I was trying to solve a problem. Jesus was a Jew, Jesus restricted his mission to Israel, Jesus’s disciples were all Jews, the early church was thoroughly Jewish at least until AD 70. And yet, the Jesus movement soon became “Christianity,” a religion of Gentiles that often defined itself over and against the Jews and Judaism. How did this happen?
Or, to put it another way, Jesus said to his disciples, “Go nowhere among the Gentiles, and enter no town of the Samaritans, but go rather to the lost sheep of the house of Israel” (Matt 10.5-6). And yet, at the end of the story, the risen Jesus instructed his disciples to go on a world mission, “Go therefore and make disciples of all nations, baptizing them in the name of the Father and of the Son and of the Holy Spirit, and teaching them to obey everything that I have commanded you.
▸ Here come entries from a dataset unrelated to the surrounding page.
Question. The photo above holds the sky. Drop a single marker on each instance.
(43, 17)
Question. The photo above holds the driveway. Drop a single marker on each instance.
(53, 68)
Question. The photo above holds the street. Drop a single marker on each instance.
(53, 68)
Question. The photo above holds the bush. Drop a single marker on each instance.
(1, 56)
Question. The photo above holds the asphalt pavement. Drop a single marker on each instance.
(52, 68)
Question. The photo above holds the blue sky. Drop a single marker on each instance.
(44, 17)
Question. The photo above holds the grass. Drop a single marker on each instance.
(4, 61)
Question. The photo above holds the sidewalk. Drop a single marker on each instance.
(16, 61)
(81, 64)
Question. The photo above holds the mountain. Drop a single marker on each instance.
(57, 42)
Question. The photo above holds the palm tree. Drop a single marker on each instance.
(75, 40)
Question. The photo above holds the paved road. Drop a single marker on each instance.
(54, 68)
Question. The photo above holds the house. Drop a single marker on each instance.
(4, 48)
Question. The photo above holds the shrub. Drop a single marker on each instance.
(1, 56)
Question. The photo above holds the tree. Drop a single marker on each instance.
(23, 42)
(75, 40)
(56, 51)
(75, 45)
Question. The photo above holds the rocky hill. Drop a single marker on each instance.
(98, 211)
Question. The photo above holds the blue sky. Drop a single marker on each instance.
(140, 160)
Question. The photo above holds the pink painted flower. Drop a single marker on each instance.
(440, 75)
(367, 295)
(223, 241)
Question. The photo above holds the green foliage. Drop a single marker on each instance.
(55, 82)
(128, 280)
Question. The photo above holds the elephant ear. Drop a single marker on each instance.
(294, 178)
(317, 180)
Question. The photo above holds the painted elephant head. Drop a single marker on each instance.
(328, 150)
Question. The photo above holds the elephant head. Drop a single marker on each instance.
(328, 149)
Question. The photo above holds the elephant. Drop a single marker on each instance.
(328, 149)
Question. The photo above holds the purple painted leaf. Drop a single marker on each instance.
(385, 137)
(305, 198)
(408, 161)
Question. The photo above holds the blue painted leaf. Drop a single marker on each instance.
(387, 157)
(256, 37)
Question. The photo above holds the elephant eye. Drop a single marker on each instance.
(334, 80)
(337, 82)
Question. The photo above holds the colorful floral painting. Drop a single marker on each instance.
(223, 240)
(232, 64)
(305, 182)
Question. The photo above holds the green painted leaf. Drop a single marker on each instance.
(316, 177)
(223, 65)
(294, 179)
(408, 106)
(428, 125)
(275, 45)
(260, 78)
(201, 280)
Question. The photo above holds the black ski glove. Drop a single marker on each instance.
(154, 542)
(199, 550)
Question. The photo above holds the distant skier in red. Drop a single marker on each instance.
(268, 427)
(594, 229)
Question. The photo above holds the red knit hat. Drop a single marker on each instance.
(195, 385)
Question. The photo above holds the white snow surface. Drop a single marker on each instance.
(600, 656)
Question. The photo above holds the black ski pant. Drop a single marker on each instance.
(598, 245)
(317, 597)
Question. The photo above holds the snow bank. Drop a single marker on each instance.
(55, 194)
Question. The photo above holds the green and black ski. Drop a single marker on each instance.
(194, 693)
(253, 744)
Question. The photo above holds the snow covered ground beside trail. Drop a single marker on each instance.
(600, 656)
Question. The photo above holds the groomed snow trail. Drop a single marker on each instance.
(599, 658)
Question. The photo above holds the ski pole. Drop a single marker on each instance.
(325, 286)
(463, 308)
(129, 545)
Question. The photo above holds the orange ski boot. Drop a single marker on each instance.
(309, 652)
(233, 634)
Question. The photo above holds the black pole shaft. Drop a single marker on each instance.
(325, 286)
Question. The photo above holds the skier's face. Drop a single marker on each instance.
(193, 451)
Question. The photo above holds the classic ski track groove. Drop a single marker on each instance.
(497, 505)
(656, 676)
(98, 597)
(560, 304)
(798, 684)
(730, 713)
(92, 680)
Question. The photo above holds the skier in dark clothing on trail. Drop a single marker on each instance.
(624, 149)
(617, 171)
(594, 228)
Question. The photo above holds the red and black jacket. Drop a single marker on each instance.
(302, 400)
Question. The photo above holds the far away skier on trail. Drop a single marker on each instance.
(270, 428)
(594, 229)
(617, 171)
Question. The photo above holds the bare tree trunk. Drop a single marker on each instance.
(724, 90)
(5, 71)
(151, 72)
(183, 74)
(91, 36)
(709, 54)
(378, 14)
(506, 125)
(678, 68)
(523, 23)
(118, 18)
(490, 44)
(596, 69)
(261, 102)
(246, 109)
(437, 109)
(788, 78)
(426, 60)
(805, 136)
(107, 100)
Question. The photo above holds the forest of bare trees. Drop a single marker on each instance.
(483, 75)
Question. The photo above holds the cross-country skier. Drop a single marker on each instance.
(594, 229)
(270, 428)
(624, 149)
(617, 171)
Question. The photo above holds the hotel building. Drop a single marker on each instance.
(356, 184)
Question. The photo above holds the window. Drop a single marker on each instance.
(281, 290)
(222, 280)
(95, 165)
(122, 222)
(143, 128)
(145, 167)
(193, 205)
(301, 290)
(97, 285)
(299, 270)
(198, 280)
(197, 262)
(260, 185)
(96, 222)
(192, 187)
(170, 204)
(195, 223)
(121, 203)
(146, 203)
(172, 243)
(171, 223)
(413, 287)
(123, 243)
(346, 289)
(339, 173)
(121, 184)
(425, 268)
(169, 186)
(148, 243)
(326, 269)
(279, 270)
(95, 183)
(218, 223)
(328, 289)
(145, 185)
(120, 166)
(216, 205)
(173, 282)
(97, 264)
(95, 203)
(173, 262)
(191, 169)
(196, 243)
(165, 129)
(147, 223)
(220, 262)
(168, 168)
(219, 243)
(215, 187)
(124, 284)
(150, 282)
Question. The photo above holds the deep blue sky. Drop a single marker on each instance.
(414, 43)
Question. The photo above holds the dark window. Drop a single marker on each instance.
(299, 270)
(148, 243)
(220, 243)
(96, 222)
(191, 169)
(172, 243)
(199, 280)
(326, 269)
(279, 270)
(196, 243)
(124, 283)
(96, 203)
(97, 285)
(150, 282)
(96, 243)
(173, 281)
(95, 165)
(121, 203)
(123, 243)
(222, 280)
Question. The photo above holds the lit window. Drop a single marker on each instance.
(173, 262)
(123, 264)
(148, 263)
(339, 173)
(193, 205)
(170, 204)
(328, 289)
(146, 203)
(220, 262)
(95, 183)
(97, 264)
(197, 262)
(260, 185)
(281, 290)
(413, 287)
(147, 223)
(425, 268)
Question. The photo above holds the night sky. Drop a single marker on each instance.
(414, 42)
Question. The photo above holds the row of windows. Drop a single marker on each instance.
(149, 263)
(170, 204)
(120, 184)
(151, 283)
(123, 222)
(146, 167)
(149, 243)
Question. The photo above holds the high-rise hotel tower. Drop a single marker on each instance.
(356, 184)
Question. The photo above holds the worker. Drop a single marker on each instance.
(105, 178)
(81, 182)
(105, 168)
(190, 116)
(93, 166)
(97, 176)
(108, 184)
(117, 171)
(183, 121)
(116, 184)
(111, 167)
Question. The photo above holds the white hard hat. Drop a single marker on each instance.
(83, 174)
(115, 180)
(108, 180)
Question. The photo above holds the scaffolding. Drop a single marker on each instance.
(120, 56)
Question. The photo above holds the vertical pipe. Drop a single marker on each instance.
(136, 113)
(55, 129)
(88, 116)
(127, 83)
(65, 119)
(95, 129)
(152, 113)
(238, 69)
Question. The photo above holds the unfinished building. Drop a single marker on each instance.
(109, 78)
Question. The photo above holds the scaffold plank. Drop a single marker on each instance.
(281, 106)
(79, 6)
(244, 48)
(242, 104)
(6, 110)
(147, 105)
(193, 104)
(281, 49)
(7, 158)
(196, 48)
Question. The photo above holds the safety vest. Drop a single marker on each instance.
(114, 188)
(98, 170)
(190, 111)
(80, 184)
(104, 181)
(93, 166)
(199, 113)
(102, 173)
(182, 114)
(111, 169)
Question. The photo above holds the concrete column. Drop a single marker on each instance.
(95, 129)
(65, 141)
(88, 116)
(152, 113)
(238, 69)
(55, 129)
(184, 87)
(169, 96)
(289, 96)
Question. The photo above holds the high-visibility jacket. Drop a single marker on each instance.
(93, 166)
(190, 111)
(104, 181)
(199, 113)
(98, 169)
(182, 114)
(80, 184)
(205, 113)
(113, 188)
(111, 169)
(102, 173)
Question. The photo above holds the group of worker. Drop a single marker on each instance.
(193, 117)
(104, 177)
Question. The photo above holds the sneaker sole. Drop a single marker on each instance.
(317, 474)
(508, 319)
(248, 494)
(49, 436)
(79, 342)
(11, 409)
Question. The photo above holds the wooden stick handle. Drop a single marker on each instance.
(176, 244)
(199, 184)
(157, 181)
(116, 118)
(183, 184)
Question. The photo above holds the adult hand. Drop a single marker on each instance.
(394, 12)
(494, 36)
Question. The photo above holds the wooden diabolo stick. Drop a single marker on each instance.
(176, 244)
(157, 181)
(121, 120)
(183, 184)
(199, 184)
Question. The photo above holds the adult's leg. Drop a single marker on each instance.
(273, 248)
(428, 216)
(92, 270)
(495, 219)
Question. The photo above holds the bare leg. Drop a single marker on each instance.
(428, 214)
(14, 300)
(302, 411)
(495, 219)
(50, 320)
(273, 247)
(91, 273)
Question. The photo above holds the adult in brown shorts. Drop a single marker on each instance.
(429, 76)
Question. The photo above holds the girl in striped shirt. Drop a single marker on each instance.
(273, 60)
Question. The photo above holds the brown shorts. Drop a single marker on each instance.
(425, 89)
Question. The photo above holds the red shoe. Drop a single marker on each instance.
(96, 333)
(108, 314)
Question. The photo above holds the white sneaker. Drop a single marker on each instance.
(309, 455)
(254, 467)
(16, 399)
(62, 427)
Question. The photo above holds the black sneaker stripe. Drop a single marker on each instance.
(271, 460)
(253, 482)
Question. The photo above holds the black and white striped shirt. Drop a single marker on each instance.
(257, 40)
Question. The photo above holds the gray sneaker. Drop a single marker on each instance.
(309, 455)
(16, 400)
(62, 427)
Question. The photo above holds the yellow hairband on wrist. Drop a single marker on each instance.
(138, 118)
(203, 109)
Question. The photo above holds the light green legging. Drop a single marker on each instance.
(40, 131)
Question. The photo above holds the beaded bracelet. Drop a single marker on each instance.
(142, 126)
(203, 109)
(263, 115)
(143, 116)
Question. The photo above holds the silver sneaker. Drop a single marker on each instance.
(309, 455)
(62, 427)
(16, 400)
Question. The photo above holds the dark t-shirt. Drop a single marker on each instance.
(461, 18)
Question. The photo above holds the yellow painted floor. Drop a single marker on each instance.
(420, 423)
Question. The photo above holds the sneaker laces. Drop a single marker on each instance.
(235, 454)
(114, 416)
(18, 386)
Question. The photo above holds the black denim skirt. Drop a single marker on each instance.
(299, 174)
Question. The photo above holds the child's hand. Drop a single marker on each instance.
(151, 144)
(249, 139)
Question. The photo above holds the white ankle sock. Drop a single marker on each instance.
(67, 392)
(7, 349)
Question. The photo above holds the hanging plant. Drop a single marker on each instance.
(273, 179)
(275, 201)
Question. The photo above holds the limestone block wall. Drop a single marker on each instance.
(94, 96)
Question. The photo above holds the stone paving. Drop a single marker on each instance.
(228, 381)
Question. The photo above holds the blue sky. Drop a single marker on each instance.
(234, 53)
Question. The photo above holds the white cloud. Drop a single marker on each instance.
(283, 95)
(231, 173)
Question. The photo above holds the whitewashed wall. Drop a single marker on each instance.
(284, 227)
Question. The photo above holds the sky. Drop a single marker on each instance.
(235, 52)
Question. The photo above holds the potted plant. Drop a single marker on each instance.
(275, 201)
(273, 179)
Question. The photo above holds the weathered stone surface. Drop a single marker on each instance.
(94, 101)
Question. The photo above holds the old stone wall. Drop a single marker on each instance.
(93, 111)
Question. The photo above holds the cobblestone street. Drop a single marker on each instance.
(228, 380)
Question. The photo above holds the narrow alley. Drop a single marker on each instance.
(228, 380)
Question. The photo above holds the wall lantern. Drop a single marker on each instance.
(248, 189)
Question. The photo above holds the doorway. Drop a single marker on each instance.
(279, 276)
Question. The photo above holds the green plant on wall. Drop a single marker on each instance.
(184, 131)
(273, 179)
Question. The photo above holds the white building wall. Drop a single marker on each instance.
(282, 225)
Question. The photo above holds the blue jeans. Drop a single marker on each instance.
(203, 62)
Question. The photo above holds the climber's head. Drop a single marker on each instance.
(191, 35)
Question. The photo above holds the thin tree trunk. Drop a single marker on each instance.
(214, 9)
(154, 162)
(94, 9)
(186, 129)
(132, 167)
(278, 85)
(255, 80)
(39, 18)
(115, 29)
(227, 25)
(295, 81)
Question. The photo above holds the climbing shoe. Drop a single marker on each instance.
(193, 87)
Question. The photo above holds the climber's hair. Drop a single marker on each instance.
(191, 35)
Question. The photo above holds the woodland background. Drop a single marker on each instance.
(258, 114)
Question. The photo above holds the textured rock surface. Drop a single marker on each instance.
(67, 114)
And remember, I am with you always, to the end of the age” (Matt 28.19-20).
How do you get from “A” (Jesus has come to Israel) to “B” (mission to the Gentiles).
Also, what happened at A that made B possible.
The way I got into this topic was by reading N.T. Wright’s Jesus and the Victory of God, a book that really blew my mind and changed my world, and Wright had like a page and a half on Jesus and Gentiles. He explained that Jesus was not the first Jewish prophet to think about the future of Israel vis-a-vis the nations and often a restored Israel would lead to the salvation of the world. So we have to think about passages like Matt 8.11-12/Lk 13.28-29 in light of Jewish restoration eschatology. Wright pointed me to a couple of short books on the topic of Jesus and Gentiles by Joachim Jeremias and T. W. Manson which would become my primary dialogue partners.
So it was, over 2002-5 that I wrote my PhD thesis at the University of Queensland, under Rick Strelan and Bob Webb, on Jesus and the Origins of the Gentile Mission.
In a nutshell, I argued that Jesus was attempting to achieve and enact the restoration of Israel, and in continuity with other strands of Jewish belief, Jesus conceived of the restoration of Israel as resulting in the salvation of the Gentiles. In brief, Jesus, like the prophets before him, believed that a transformed Israel would transform the world (to use the language of G. B. Caird).
The book was examined and passed by Scot McKnight and Peter Bolt. I remained friends with Scot ever since and Scot became something of an academic father figure to me.
So interesting to hear how you started off and who your contacts were. What a path that study set you on. Seeing where you’ve gone since, it gives great hope as to where your readers will go if they keep investigating the truths about God.
Interesting. Why a PhD and which PhD program?